Les réactions sociales en périodes de crise constituent donc un point supplémentaire de convergence entre les deux théories. C’est dans ce cadre que nous situons notre recherche concernant les explications ‘profanes’ de l’affaire Dutroux. Nous tenterons, en référence entre autres aux réflexions de Moscovici concernant la ‘mentalité de la conspiration’ (Moscovici, 1987) et la théorie de Joffe concernant les réactions collectives face au risque (Joffe, 1996; Joffe, 1999), d’élucider les rapports entre perception de menace, émotions collectives, dynamiques identitaires et représentations sociales tels qu’ils se sont manifestés en Belgique suite à l’affaire Dutroux.
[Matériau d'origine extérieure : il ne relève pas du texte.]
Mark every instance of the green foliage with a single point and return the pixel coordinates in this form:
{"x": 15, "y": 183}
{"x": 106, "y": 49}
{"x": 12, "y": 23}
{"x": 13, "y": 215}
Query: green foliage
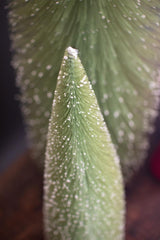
{"x": 118, "y": 43}
{"x": 83, "y": 183}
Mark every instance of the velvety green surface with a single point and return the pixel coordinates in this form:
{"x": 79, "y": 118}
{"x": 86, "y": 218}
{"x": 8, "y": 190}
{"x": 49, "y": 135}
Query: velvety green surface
{"x": 119, "y": 45}
{"x": 83, "y": 183}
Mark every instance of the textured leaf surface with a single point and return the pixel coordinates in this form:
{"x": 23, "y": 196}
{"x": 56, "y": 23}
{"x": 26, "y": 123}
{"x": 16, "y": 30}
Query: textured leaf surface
{"x": 83, "y": 183}
{"x": 119, "y": 44}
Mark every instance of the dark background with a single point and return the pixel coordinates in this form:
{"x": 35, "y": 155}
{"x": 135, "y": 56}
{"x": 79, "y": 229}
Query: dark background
{"x": 12, "y": 134}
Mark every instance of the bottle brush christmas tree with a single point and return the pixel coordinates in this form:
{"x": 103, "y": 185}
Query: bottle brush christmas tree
{"x": 83, "y": 183}
{"x": 118, "y": 43}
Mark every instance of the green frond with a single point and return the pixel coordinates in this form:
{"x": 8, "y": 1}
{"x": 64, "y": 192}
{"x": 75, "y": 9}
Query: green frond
{"x": 119, "y": 45}
{"x": 83, "y": 183}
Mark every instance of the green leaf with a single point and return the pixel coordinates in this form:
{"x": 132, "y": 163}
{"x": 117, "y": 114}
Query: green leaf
{"x": 118, "y": 43}
{"x": 83, "y": 183}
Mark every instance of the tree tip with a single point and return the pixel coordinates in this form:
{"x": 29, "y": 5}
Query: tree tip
{"x": 72, "y": 52}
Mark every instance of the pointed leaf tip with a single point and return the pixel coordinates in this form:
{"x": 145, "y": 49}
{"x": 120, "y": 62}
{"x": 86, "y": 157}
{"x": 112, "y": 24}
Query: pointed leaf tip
{"x": 83, "y": 183}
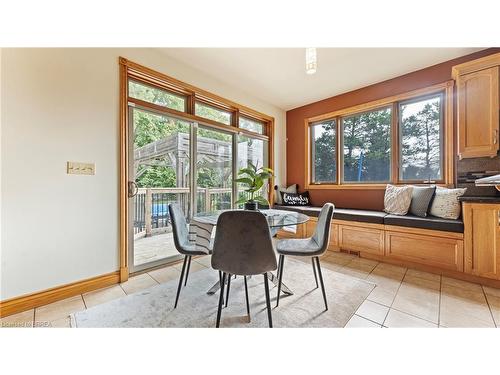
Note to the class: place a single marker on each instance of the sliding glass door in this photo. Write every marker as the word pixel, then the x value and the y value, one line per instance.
pixel 160 166
pixel 214 170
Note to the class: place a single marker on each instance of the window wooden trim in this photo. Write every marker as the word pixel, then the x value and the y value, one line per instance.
pixel 133 71
pixel 393 101
pixel 192 93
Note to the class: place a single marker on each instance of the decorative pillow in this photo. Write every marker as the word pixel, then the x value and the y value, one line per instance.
pixel 421 199
pixel 397 199
pixel 290 199
pixel 291 189
pixel 446 204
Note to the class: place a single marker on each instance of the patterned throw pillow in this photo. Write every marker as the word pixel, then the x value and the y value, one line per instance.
pixel 421 199
pixel 290 199
pixel 397 199
pixel 291 189
pixel 446 204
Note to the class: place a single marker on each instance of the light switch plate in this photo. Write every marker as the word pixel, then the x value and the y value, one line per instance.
pixel 74 167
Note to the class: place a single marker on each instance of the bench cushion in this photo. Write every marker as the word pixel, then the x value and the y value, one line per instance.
pixel 379 217
pixel 429 222
pixel 306 210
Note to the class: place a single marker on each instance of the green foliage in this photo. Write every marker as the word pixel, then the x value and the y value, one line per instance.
pixel 369 135
pixel 421 143
pixel 156 96
pixel 253 179
pixel 211 113
pixel 325 166
pixel 367 146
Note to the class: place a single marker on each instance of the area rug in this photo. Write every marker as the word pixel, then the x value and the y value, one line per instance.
pixel 305 308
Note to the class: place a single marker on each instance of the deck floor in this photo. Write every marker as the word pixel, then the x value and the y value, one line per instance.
pixel 149 249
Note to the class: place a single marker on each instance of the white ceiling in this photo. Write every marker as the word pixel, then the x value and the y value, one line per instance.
pixel 277 75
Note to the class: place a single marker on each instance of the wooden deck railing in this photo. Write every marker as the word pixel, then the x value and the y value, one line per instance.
pixel 151 205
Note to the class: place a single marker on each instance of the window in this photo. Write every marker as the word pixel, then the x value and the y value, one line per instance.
pixel 367 147
pixel 252 125
pixel 324 140
pixel 255 151
pixel 212 113
pixel 156 96
pixel 420 127
pixel 214 167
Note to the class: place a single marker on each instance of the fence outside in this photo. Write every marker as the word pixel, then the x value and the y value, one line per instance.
pixel 151 205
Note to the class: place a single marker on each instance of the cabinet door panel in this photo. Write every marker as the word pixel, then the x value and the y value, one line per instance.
pixel 361 239
pixel 482 240
pixel 446 253
pixel 478 117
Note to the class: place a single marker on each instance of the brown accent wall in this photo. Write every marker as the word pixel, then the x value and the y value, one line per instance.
pixel 295 149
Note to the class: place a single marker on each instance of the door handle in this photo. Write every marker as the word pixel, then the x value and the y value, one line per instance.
pixel 132 189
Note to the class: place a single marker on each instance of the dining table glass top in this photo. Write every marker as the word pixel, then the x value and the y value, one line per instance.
pixel 275 218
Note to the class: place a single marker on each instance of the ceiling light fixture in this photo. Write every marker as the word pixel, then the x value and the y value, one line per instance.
pixel 311 61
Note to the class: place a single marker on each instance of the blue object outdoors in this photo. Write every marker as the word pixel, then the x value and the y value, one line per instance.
pixel 360 165
pixel 158 209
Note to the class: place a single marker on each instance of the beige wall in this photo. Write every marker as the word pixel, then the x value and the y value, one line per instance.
pixel 60 105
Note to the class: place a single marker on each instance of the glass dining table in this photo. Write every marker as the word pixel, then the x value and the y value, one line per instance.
pixel 276 219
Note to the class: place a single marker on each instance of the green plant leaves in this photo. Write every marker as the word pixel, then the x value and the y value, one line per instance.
pixel 253 179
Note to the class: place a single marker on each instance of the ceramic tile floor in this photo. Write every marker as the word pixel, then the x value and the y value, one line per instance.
pixel 402 298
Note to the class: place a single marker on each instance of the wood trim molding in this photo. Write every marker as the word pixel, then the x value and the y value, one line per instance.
pixel 360 108
pixel 30 301
pixel 159 78
pixel 123 134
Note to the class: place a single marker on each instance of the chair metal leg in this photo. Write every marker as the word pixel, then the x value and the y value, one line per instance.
pixel 221 300
pixel 180 281
pixel 187 272
pixel 315 274
pixel 246 296
pixel 280 277
pixel 228 287
pixel 268 302
pixel 321 282
pixel 279 266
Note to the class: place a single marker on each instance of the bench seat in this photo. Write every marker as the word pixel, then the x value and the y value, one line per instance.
pixel 429 222
pixel 380 217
Il s’agit, selon nous, d’une situation dans le cadre de laquelle l’activité socio-cognitive – catégorisation, ancrage et objectivation – a été mobilisée dans le but de faire face à une menace de l’identité collective nationale. Les représentations sociales sont ici situées en aval (Vala, 1998a) des identités sociales. Nous verrons cependant que le choix de la catégorisation sociale et de l’identité sociale correspondante dépend également des systèmes de représentations préexistant à la crise.

Cette étude se démarque en outre des deux autres d’une part parce que la dimension émotionnelle y est davantage prise en compte. D’autre part, la dimension comportementale y est également plus présente puisque les représentations sociales sont mises en rapport avec l’implication ou non des sujets dans le mouvement des Comités Blancs, un mouvement citoyen né à la suite de l’affaire Dutroux. L’analyse de cette correspondance permettra une réflexion sur la notion de citoyenneté. Enfin, cette dernière étude se distingue des deux autres

par la méthodologie adoptée qui, bien que reposant partiellement sur des techniques quantitatives (Alceste), laisse une place importante aux analyses qualitatives.

Notre exposé est structuré en trois chapitres qui correspondent chacun à un ensemble différent d'études. Il s'agit, en effet, d'aborder chaque fois un aspect bien spécifique de la relation entre identités sociales et représentations sociales liées aux appartenances géopolitiques. C'est pourquoi les résultats des études et enquêtes font l'objet de discussions approfondies en fin de chapitre. Enfin, une brève conclusion générale s'appuie sur une analyse transversale de ces discussions. Elle explicite l'articulation entre les concepts liés aux théories de l'identité sociale et ceux propres à la théorie des représentations sociales.